Sonuç kısmında geleceği konuşmaya çalışalım. Yeni uluslararası sistemde kendinizi belli bir
yönteme endekslerseniz başarısız olmanız kaçınılmazdır. Kolay yayılan uluslararası sorunlar
devletleri her bölgede farklı aktörlerle, farklı yöntemlerle, farklı ortamlarla başbaşa
bırakmaktadır. Bir yandan sert güce önem verirken, bir yandan da yumuşak güce önem
verebilmelisiniz. Bugünün ve geleceğin en büyük özelliklerden biri, çok yönlülüktür. Bu çok
yönlülük, çağımıza verilen çeşitli isimlerden de anlaşılabilir; “Terör Çağı”, “Bilgi Çağı”,
“Enformasyon Çağı”, “Asimetrik Mücadele Çağı”, “Teknoloji Çağı”, “Siber Yüzyıl” vb.
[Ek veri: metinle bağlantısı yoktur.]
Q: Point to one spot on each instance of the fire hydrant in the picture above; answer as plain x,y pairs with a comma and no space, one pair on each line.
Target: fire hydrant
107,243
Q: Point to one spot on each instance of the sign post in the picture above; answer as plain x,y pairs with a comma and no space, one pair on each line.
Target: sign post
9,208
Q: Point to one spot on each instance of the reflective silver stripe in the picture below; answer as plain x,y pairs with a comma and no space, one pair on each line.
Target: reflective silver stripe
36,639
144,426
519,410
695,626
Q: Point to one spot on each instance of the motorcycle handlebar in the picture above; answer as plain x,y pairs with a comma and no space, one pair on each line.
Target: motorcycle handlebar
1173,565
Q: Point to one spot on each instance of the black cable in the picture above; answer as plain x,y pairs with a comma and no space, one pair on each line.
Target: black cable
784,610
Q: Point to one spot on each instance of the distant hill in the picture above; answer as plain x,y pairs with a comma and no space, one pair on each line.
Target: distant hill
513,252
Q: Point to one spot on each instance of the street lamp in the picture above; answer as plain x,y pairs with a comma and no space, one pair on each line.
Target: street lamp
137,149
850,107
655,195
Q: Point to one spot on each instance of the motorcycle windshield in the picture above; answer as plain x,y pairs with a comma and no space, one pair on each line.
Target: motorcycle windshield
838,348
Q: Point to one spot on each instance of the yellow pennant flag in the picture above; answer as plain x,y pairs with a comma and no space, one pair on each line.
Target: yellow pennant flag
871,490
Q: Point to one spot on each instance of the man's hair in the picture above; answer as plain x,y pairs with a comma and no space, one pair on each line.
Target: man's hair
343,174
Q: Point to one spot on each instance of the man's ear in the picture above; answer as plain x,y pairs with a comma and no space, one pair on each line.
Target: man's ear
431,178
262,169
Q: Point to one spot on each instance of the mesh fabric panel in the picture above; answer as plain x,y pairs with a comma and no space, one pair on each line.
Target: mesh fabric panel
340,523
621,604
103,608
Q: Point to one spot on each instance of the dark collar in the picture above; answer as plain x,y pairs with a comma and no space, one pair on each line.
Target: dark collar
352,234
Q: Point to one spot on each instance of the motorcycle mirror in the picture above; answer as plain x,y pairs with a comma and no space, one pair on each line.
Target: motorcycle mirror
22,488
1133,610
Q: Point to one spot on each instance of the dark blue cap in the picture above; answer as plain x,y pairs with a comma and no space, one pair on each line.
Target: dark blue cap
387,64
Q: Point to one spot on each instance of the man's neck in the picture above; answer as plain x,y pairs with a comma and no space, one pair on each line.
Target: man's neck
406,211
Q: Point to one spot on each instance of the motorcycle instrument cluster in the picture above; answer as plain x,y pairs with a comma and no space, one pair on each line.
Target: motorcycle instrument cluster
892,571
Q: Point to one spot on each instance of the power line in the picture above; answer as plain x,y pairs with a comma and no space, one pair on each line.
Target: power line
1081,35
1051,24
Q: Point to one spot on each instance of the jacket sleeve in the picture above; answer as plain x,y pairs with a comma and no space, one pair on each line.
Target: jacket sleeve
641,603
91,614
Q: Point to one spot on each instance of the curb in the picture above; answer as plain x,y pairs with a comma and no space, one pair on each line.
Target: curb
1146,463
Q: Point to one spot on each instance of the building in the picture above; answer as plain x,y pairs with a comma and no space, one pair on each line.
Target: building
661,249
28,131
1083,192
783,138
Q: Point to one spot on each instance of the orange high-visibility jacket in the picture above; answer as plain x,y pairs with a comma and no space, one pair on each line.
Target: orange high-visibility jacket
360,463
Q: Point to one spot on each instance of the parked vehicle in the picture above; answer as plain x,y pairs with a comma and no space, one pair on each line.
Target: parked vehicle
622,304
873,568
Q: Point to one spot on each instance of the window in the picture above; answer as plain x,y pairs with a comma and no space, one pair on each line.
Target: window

Güvenlik ve savaş politikalarında yeni trendleri iyi analiz edip çağın gerekleri ne ise
uygulayabilmelisiniz. Devletler dış politika yürütürken artık sadece kamera önlerinde verilen
pozlarla veya uluslarararası toplantılarla yetinmiyorlar. Zaten devletlerin ortaya çıkışından bu
yana istihbarat faaliyetleri önemini koruyor ve dış politikanın da önemli bir parçasını
oluşturuyor.. Bir savaş bölgesinde kendinizi var edebilmeniz veya bir irade beyanı
açıklayabilmeniz için klasik diplomasinin ötesine geçmek zorunda kalabilirsiniz.